I've never had a writing blog before, but I've had a picture-centric blog for years. I remember I made the blog on David Bowie's birthday, January 8th, and named it after that. Dad to the Bone is just something that was silly and pretty much describes the core of my sense of humor. I knew my class mates would be reading through my blog occasionally, and that wasn't too intimidating for me. Hopefully most of them know that writing is just another creative outlet for what I can't express in painting.
Journaling has always been a huge part of my life. Documenting things/thoughts/people/experiences/dreams in general is something that I have always done and will always do. I even keep a memory box along with a personal journal and have several other friends who do the same. Every time we go out and have a good time somewhere we always find a small memento and say, "this is for the memory box." My journals are full of thoughts, concerns, and feelings I have about people I know and sometimes about people who don't know me. It all depends. 

Straight from my personal journal, no editing: 7 days ago last night marked one week and its just unbelievable still. Waking up is a lot harder. But yesterday Niki took me to the Mudhouse for dinner. It was probably about 10 degrees and we walked from the Moxie to the dinner spot where we sat for a few hours drawing each other. We met this girl who didn't have a place to sit, a theater student at MSU. I simultaneously made and broke the ice all at once. I said something really awkward and I thought it was funny until I saw Niki's face. I can't remember what I'd said but it must've been funny. She sat for a while, left and then Tinnelly came by. Then we hit the Moxie. Niki took a really good picture of me and we waited for seating to start. There were lots of people there. I got the same seat in theater 2 that I saw Snowpiercer in, so that was kind of full circle. They played Heroes before the actual movie and I had a hard time being sad. There was only gratitude and a warm feeling all around. I sang along to all the songs quietly and laughed with everyone else. After the movie, we all sprinted in the cold to the car and yelled. Niki enjoyed the movie and we listened to some of his songs on the way home while laughing.
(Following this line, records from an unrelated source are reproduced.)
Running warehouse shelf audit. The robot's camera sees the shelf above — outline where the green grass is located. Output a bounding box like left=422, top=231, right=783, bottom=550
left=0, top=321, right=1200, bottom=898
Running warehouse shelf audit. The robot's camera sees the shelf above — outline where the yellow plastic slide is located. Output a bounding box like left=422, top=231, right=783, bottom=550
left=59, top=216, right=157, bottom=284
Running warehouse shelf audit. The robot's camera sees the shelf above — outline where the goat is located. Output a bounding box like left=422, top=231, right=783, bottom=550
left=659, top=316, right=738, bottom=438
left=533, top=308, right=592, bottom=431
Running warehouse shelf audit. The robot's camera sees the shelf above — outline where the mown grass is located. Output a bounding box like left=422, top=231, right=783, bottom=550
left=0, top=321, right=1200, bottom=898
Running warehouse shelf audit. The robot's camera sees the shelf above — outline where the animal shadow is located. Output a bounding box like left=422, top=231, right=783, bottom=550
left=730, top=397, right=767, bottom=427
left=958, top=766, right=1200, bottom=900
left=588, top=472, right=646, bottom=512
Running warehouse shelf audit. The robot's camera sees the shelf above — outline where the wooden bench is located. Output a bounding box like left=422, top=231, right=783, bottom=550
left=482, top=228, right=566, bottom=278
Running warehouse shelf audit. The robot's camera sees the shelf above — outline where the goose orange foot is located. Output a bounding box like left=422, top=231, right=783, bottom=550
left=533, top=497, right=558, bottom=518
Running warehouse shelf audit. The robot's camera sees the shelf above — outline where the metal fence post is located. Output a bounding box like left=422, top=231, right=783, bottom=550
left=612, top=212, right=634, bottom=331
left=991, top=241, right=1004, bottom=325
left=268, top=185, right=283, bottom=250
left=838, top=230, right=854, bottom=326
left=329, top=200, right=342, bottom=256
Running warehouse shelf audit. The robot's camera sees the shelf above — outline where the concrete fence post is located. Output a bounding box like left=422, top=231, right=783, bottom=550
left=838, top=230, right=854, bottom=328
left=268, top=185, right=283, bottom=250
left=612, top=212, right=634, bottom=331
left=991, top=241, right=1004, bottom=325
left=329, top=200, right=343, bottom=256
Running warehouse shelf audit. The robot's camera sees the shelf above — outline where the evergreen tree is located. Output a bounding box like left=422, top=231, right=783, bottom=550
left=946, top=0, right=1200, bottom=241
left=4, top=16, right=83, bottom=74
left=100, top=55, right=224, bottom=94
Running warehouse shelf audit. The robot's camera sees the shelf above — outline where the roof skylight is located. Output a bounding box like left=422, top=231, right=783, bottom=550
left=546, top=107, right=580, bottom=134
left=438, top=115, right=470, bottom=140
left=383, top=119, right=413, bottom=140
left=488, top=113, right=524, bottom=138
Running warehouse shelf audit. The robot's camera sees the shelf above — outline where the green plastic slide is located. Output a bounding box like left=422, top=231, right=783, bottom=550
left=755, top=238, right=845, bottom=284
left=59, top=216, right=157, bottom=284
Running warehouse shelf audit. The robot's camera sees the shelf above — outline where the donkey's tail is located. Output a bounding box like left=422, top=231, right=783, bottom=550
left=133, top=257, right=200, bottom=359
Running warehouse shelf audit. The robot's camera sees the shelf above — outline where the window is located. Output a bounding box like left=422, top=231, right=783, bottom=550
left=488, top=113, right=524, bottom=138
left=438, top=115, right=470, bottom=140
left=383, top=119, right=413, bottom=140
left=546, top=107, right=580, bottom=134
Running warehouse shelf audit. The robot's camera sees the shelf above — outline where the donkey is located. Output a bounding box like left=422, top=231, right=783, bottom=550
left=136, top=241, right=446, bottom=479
From a previous post: "He said things like "I was always kind of different from everyone I met," and "working at Burger King was my 5 a.m. punishment for dropping out of high school." and so on. The way Dominique described his reminiscent car trip was something I'll always be able to visualize perfectly in my mind. He said, “It’s like shards of in-congruent memories coming together.” When I think of that sentence I can see myself driving through town with a friend in about 15 years time. We'll pass certain places in town and they'll look completely different, but I'll still be able to make out the small fragments of what it used to be. Maybe when that happens there'll be someone young sitting in the back seat like me.
It's nice to be able to sit in the back seat and relive someone's stories like a phantom. There's no outstanding expectation to say anything meaningful or poignant. You just have to open your notebook and know how to make it look like you're not writing down everything they say."
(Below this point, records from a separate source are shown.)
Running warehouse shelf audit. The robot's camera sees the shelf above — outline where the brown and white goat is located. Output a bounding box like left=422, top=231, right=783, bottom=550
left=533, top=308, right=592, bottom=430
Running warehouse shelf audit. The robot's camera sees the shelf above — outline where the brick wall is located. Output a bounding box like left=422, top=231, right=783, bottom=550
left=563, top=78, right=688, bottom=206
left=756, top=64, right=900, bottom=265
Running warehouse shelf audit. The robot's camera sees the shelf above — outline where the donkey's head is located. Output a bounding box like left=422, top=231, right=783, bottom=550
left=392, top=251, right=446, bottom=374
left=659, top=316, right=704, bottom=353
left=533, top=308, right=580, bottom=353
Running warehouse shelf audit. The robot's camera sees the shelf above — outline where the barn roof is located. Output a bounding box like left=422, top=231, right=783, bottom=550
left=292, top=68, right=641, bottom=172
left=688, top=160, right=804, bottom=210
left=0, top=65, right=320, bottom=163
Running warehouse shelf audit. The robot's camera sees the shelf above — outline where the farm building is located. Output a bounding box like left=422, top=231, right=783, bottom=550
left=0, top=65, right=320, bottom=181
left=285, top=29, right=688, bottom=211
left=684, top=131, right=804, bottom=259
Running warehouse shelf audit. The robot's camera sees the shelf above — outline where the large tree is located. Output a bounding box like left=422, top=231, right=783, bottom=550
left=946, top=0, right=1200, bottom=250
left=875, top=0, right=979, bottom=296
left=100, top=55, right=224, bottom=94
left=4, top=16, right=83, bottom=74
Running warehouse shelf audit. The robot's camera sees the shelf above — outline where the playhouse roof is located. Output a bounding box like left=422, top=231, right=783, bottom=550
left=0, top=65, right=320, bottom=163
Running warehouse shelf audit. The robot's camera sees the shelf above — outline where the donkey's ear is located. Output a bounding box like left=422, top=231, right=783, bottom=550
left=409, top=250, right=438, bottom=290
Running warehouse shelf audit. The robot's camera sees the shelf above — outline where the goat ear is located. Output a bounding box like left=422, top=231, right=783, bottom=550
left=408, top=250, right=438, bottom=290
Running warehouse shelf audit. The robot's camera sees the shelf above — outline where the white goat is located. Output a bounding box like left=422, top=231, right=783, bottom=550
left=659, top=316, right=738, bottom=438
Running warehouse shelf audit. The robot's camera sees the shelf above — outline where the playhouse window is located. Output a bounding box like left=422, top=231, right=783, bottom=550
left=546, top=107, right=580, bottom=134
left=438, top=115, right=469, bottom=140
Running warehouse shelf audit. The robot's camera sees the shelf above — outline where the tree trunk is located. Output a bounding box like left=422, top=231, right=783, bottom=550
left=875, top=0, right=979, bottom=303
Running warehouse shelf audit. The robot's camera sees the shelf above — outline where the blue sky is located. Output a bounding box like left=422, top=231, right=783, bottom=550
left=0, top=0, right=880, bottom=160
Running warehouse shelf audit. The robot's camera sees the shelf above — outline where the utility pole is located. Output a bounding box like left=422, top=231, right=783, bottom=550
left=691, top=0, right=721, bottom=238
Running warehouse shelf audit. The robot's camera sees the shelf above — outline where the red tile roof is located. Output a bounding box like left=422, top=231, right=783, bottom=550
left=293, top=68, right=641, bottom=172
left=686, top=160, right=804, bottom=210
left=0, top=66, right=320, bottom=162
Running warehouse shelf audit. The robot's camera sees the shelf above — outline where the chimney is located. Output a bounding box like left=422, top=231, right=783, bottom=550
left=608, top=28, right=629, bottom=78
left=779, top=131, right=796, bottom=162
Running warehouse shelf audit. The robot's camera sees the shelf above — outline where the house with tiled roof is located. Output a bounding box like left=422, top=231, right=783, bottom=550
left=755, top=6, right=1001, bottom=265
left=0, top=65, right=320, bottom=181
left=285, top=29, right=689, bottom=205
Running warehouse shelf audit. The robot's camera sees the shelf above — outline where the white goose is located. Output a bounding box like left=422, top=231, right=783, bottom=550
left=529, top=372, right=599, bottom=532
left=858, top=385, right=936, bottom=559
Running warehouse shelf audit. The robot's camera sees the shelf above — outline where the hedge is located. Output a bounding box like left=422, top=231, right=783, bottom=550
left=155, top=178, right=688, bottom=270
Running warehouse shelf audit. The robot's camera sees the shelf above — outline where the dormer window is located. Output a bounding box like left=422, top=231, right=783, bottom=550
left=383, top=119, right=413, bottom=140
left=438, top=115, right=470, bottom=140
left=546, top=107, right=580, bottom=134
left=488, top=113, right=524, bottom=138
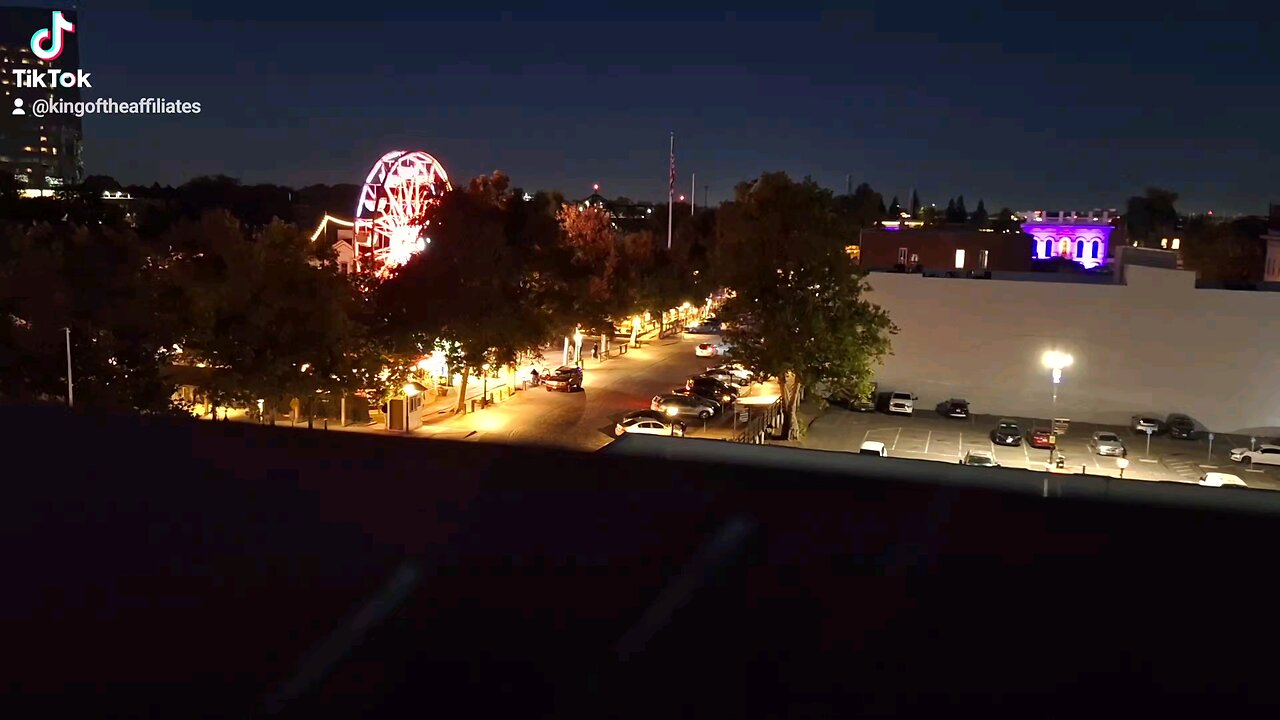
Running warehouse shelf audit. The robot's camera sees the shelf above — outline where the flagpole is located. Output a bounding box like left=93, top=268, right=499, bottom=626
left=667, top=132, right=676, bottom=252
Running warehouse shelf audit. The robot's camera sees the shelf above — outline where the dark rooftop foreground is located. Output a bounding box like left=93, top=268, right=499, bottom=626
left=0, top=407, right=1280, bottom=719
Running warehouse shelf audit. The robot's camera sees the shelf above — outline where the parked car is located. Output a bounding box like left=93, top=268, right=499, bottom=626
left=1231, top=445, right=1280, bottom=465
left=1089, top=430, right=1129, bottom=457
left=685, top=375, right=741, bottom=405
left=694, top=342, right=730, bottom=357
left=649, top=393, right=716, bottom=420
left=888, top=392, right=919, bottom=415
left=946, top=397, right=969, bottom=420
left=960, top=450, right=1000, bottom=468
left=1130, top=415, right=1161, bottom=434
left=707, top=363, right=755, bottom=384
left=703, top=368, right=751, bottom=395
left=1027, top=427, right=1053, bottom=450
left=613, top=410, right=685, bottom=437
left=671, top=387, right=724, bottom=414
left=1165, top=413, right=1196, bottom=439
left=858, top=439, right=888, bottom=457
left=543, top=365, right=582, bottom=392
left=1197, top=473, right=1249, bottom=488
left=991, top=418, right=1023, bottom=445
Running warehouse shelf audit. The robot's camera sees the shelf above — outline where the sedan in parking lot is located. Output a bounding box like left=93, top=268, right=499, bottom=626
left=1197, top=473, right=1249, bottom=488
left=1231, top=445, right=1280, bottom=465
left=991, top=418, right=1023, bottom=446
left=543, top=365, right=582, bottom=392
left=888, top=392, right=915, bottom=415
left=1027, top=428, right=1053, bottom=450
left=1089, top=430, right=1129, bottom=457
left=613, top=410, right=685, bottom=437
left=649, top=393, right=716, bottom=420
left=960, top=450, right=1000, bottom=468
left=694, top=342, right=728, bottom=357
left=1165, top=413, right=1196, bottom=439
left=1132, top=415, right=1161, bottom=434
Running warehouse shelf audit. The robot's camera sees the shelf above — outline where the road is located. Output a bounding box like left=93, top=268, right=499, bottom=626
left=421, top=336, right=732, bottom=451
left=804, top=407, right=1280, bottom=489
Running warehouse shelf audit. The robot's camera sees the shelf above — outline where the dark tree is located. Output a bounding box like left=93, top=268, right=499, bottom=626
left=970, top=199, right=987, bottom=228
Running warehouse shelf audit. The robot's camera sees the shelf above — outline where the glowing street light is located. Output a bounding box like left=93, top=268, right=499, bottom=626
left=1041, top=350, right=1074, bottom=461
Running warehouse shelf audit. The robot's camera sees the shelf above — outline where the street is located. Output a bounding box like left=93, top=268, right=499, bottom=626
left=803, top=407, right=1280, bottom=489
left=416, top=334, right=747, bottom=451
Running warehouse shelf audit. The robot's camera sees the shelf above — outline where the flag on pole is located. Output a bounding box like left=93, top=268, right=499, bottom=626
left=667, top=133, right=676, bottom=200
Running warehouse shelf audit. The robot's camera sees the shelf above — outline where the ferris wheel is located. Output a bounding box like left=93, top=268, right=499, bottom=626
left=355, top=150, right=453, bottom=274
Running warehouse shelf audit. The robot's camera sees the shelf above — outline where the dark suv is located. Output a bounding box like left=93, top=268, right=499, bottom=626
left=685, top=375, right=737, bottom=405
left=1165, top=413, right=1196, bottom=439
left=543, top=365, right=582, bottom=392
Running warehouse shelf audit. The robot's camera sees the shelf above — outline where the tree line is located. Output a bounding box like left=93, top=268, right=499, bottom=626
left=0, top=173, right=892, bottom=433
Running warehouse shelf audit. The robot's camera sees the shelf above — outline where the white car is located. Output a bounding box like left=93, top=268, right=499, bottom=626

For me, writing is a back-brace if  I can't find another way to say what I need to. Most of the time I stick to personal journaling and creating art, but a lot of my "critical thinking" when it comes to my art is solved on paper with writing first. When I was a lot younger, I always had a notebook with me. I was always writing fantasy stories and making characters out of everything I saw. Back then, I wanted to be a writer. I don't exactly remember what changed my mind, but naturally I eased into visual art and that's where I have stayed. In the future, I have plans for more characters in my art and I might even make a graphic novel of sorts and I can't do that without creative writing. I just have to find the right inspiration to set that cog into motion.